The 2022 Richard Beckhard Memorial Prize
The editors of MIT Sloan Management Review are pleased to announce the winner of this year’s Richard Beckhard Memorial Prize, awarded to the most outstanding MIT SMR article on planned change and organizational development published in our winter 2021 through fall 2021 issues.
This year’s award goes to Constance N. Hadley and Mark Mortensen for their winter 2021 MIT Sloan Management Review article asking the somewhat counterintuitive question, “Are Your Team Members Lonely?”
As the authors point out, workplace teams have traditionally been relatively stable, with long-lasting group member roles underpinned by close working relationships. In today’s organizations, teams have not only become ever present in our work lives but have also grown in number and scope and become more flexible, less stable, and more time-pressed. The result is that we are often “alone together” in the organization.
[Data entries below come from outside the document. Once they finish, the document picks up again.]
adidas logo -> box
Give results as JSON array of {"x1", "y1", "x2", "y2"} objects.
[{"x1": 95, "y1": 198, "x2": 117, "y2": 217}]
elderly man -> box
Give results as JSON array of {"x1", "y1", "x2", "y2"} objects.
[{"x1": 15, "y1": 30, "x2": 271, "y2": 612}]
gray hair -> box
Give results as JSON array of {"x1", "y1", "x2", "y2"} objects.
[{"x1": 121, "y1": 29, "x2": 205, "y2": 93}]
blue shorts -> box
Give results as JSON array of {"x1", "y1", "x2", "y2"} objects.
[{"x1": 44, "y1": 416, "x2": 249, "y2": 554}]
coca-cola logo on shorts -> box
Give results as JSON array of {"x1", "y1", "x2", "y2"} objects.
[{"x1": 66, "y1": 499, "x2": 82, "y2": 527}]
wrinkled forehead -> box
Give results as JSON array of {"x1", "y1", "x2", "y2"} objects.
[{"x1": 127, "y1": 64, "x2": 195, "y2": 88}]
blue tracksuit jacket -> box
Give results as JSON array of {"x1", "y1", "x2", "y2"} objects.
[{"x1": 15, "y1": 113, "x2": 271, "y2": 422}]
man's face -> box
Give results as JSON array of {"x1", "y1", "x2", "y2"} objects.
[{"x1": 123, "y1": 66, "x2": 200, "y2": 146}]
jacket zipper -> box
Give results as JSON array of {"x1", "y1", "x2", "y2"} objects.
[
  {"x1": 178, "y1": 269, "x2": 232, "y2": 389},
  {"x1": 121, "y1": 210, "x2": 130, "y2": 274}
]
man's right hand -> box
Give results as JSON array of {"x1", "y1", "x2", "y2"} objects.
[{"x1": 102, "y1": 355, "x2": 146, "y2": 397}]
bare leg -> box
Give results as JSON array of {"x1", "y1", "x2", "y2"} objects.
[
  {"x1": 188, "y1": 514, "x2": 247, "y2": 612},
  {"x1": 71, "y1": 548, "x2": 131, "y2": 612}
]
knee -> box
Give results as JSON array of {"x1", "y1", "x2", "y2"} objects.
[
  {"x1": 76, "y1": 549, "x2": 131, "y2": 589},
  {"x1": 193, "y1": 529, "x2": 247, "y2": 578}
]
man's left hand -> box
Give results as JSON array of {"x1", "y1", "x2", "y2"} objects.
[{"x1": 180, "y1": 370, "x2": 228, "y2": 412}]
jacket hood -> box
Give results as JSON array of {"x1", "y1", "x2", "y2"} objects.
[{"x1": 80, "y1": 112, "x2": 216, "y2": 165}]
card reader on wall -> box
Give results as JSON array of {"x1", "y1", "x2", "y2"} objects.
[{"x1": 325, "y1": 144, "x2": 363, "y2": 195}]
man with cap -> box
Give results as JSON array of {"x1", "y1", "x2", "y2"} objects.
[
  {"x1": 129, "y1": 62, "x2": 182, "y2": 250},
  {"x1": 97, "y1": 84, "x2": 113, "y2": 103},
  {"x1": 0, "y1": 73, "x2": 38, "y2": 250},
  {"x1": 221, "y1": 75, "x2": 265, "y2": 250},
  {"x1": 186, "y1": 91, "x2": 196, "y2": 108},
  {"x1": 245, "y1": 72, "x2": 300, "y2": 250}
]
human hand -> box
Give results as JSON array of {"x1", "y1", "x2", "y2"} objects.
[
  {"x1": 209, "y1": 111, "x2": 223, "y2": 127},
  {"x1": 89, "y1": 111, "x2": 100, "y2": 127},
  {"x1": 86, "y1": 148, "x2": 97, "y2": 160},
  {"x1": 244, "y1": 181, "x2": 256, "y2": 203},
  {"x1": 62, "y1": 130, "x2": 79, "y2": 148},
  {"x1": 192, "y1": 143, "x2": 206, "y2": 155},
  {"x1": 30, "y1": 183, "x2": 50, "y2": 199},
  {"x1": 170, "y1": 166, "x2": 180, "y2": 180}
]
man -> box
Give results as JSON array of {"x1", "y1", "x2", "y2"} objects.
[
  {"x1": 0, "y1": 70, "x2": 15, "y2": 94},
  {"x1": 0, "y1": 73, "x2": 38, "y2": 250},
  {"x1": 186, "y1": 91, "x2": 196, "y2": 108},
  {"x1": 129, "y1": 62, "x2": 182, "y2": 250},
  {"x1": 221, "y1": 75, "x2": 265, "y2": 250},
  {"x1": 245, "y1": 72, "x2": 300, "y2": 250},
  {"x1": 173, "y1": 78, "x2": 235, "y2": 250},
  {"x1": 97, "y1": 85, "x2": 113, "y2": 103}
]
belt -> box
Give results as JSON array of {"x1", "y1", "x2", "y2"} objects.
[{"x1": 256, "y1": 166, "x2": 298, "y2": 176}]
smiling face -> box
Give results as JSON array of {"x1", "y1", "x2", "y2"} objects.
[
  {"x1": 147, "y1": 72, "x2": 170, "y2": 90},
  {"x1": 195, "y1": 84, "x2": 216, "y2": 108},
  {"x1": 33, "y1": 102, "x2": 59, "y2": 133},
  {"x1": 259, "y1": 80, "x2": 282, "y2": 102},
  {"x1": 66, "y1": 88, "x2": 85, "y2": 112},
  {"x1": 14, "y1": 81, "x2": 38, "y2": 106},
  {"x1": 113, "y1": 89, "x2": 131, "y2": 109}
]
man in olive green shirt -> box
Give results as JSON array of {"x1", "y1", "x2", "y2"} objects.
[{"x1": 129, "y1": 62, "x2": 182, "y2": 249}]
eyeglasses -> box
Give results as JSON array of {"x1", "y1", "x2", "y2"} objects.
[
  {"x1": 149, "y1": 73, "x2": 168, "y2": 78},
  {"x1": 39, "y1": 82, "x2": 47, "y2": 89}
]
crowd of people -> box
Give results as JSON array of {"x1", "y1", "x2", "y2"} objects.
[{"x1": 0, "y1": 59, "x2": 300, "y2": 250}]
In one of the surveys behind this article, 76% of respondents reported difficulties making connections with their work teammates, and 58% agreed that their social relationships at work are superficial. Loneliness or the lack of social connections is often thought of as an individual issue, but in organizations, it is also a structural one that can emerge from the composition, duration, and staffing of teams. Four features of current team design foster such disconnection: fluid membership, with rapid turnover in team composition; modularized roles, with members chosen for discrete skills the team requires; part-time commitment, such that members can serve on many teams simultaneously; and short duration, with teams forming for short periods before disbanding. Such scenarios tend to promote transactional, limited, and shallow relationships among members.
Hadley, a lecturer on management and organizations at Boston University’s Questrom School of Business, and Mortensen, an associate professor of organizational behavior at INSEAD, advise monitoring feelings of loneliness among employees. Leaders might create what the authors call core teams, with longer durations, stable membership, low turnover, common affinities or interests, and a shared work location. The authors’ call for managers to exercise more responsibility for the well-being of employees and their social interconnections would resonate with Dick Beckhard: He was a strong advocate for the use of diverse teams in organizations and was keenly aware of the features that encourage and discourage positive intrateam dynamics.
Our panel of judges consisted of the following members of the MIT Sloan School of Management faculty: Katherine Kellogg, the David J. McGrath Jr.